Rund um das Refektorium haben die Landschaftsarchitekten von ZwoPK die Gestaltung eines unmittelbaren Überganges in den Wald übernommen. Auf dem Vorplatz zitiert ein Pflanztrog inklusive Sitzbank um einen Baum eine historische Darstellung des Eingangsbereichs. Auffällig sind die vielen Radabstellplätze: Es gibt zwar eine schmale Zufahrt, aber bis auf einen einzigen barrierefreien keine weiteren Parkplätze – die Ruhe des Ortes sollte gewahrt bleiben. An der Nordseite erweisen große, streng anmutende Fensterbögen den ehemaligen Arkaden ihre Reverenz. Als Gegenstück zum alten Ziegelbau wurde hier künstlicher Stein in Form von Dämmbeton verwendet. Der so erlangte Verzicht auf Vollwärmeschutz und Putz erzeugt einen materiellen und farblichen Dialog der zeitgenössischen Formensprache mit dem Bestand, besonders gut ablesbar an den beiden Giebelwänden.

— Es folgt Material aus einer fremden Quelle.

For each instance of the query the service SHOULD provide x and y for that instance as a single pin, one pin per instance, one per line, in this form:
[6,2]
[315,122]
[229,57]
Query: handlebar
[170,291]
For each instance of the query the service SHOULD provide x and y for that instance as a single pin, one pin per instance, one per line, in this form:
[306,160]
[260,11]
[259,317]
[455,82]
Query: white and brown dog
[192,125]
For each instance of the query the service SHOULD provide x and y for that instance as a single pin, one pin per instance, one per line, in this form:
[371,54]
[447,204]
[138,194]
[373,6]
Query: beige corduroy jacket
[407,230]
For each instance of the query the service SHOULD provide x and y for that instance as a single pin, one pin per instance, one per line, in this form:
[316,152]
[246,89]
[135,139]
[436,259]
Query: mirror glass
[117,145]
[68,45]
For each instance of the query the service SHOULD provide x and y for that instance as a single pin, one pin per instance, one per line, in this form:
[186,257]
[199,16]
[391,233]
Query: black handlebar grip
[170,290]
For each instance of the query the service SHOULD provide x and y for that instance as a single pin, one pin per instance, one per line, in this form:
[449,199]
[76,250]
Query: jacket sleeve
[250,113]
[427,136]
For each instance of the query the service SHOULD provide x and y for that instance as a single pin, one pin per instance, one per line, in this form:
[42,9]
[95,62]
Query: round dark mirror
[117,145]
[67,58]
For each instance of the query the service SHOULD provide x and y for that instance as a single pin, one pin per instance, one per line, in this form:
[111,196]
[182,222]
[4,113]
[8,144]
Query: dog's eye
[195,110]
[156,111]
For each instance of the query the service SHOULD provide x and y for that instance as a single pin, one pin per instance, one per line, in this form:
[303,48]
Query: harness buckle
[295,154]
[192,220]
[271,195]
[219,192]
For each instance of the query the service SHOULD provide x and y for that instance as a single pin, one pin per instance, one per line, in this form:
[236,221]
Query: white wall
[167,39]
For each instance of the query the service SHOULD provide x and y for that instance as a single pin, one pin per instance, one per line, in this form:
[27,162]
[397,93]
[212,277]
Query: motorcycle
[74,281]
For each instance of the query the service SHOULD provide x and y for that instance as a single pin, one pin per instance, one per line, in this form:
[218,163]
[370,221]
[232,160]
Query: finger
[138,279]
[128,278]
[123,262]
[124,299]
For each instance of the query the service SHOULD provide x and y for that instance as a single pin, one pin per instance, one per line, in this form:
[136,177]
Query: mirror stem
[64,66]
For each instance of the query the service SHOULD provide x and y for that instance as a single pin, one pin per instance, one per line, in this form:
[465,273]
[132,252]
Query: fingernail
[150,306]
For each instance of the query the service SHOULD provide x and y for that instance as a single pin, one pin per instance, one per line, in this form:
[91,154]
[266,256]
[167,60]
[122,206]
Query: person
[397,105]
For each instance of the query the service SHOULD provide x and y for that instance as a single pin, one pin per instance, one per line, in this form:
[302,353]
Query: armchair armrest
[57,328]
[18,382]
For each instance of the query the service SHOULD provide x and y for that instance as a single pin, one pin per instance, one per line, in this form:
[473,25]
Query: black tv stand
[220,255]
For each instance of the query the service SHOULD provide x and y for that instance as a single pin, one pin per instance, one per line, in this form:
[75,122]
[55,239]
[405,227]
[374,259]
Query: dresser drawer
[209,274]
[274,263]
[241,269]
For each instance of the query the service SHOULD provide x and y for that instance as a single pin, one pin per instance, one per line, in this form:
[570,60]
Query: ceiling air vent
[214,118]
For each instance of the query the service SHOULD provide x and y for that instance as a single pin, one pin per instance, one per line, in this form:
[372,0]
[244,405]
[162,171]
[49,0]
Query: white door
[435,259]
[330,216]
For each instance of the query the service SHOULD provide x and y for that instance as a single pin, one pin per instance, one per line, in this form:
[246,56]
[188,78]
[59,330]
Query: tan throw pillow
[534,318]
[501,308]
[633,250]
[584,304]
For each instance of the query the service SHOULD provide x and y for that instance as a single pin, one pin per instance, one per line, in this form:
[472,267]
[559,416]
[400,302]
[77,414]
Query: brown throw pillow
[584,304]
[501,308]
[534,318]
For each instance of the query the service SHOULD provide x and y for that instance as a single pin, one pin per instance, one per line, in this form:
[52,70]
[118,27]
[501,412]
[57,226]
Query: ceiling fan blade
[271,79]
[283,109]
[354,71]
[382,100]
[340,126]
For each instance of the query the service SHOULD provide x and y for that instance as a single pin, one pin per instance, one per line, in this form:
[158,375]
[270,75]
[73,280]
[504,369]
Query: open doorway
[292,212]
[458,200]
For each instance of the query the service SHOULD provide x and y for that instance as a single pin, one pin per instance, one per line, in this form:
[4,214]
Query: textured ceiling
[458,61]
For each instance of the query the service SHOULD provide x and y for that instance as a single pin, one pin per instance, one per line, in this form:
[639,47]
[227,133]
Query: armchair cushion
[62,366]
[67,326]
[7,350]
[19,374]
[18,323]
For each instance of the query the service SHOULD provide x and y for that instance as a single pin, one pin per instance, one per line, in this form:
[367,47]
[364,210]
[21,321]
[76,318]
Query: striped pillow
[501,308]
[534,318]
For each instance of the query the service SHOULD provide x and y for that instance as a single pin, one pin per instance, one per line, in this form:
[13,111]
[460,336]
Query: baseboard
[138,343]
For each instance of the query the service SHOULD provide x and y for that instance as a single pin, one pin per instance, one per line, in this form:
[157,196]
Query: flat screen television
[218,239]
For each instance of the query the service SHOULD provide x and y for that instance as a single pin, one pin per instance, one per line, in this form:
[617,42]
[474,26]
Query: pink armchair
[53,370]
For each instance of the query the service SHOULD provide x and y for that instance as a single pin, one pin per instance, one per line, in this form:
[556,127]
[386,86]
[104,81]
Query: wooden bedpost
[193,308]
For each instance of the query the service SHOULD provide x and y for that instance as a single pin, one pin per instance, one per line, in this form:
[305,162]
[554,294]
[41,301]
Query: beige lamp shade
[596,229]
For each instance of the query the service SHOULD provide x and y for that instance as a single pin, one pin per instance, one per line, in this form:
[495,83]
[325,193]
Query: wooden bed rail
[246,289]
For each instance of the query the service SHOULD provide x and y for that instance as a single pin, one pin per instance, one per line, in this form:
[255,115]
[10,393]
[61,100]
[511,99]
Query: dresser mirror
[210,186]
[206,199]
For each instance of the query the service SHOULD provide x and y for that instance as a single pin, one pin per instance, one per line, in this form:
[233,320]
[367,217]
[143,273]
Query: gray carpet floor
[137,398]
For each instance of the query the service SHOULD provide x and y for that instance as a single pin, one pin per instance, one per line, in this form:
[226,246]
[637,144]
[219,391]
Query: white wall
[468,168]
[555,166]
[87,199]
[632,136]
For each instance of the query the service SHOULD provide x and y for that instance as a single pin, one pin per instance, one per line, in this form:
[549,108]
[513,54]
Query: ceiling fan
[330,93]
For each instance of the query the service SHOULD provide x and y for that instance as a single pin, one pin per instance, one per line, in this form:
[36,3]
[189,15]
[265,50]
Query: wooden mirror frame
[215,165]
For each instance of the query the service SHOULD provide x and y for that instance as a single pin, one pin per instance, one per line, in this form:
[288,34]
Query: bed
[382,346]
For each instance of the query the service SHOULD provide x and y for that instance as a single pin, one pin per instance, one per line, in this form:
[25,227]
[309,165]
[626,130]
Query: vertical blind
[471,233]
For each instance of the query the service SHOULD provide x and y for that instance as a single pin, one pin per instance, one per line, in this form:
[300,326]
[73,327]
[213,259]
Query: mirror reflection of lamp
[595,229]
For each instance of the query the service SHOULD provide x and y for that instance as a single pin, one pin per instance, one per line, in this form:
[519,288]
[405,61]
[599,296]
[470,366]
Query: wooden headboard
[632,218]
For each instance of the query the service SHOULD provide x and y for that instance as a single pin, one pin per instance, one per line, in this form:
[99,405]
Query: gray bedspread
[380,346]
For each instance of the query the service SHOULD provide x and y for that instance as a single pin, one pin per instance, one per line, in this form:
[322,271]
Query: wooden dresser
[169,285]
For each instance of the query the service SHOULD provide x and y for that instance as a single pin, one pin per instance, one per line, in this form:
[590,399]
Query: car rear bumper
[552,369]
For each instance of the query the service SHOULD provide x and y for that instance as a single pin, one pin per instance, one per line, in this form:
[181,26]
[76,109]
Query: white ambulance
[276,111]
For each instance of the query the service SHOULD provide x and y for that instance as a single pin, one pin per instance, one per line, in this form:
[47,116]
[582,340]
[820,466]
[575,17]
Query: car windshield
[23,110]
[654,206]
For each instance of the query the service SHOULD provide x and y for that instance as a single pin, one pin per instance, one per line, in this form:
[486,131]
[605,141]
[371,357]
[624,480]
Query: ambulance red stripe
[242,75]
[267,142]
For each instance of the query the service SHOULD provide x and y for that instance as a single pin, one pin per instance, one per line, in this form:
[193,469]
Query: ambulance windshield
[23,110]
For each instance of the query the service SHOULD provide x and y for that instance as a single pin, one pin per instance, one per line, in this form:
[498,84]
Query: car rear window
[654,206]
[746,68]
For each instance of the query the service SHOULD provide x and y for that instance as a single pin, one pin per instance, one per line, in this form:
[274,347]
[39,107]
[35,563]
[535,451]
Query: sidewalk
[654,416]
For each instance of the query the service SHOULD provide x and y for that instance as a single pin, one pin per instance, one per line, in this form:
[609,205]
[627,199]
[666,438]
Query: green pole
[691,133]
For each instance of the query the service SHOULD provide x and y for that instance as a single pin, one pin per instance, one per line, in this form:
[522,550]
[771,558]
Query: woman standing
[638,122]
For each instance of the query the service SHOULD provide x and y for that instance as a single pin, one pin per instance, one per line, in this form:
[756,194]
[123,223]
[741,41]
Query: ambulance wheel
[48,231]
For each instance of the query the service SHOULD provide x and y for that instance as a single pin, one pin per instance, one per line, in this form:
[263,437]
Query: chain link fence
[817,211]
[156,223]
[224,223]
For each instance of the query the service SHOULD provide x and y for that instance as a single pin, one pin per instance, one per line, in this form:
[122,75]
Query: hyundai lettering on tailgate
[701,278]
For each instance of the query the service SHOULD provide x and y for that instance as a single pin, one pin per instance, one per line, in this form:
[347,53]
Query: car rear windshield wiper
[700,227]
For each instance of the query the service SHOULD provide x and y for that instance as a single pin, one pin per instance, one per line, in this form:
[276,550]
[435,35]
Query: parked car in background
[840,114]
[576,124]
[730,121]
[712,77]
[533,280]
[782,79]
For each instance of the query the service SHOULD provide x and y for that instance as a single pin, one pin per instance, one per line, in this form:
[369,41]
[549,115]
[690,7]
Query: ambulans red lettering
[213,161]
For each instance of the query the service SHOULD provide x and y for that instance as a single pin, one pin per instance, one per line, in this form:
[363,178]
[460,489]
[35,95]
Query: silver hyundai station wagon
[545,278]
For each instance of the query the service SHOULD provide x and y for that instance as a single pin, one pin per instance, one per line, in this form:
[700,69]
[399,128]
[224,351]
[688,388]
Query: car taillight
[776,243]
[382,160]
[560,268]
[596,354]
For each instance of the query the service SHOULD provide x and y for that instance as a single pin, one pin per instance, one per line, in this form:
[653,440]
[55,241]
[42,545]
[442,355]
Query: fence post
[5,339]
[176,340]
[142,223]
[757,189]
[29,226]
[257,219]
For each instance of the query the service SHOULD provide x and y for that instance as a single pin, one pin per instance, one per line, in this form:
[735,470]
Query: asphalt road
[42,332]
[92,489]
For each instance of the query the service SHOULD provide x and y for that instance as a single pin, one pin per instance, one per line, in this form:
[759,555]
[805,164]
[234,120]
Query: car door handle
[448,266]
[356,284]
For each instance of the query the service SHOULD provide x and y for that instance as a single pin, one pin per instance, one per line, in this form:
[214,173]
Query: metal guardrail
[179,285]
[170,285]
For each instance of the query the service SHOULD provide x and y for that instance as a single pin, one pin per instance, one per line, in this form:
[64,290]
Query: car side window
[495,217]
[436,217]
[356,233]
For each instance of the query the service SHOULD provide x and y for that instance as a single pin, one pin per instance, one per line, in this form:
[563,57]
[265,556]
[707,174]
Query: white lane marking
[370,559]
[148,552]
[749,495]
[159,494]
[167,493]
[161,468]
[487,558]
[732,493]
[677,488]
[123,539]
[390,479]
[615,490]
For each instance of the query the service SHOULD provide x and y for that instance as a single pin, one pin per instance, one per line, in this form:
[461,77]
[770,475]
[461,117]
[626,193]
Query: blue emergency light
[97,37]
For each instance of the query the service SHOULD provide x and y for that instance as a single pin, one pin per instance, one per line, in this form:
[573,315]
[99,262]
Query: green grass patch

Da das Bestandsmauerwerk für heutige Lastannahmen nicht mehr tauglich war, wurde eine Sargdeckelkonstruktion vorgenommen: Decken und Querwände des unteren Dachgeschoßes wurden so ausgebildet, dass sie nicht nur Alt- und Neubau zusammenhalten, sondern auch die Last des Holzdachstuhls abtragen. Das Dach wurde wie zuvor als Schopfwalm ausgeführt, von hier aus blickt man in die Kronen der Bäume. Die Haustechnik ist dem Denkmalschutz untergeordnet, aber dennoch ökologisch: 21 Tiefensonden versorgen die Wärmepumpenanlage, Heizung wie Kühlung erfolgen über den Fußboden. Eine der Reduktionen des technischen Aufwands wird durch schmale seitliche Öffnungen an den Türen erzielt, die gekühlte Luft vom Gang ins Zimmer lenken. Niederschlagswässer werden in die beiden Teiche des Naherholungsgebiets geleitet, die oft auszutrocknen drohten. Im Herzstück des Gebäudes, im ehemaligen Speisesaal und heutigen Hörsaal im Erdgeschoß, werden also statt einer klösterlichen Tischlesung ab September Vorlesungen gehalten.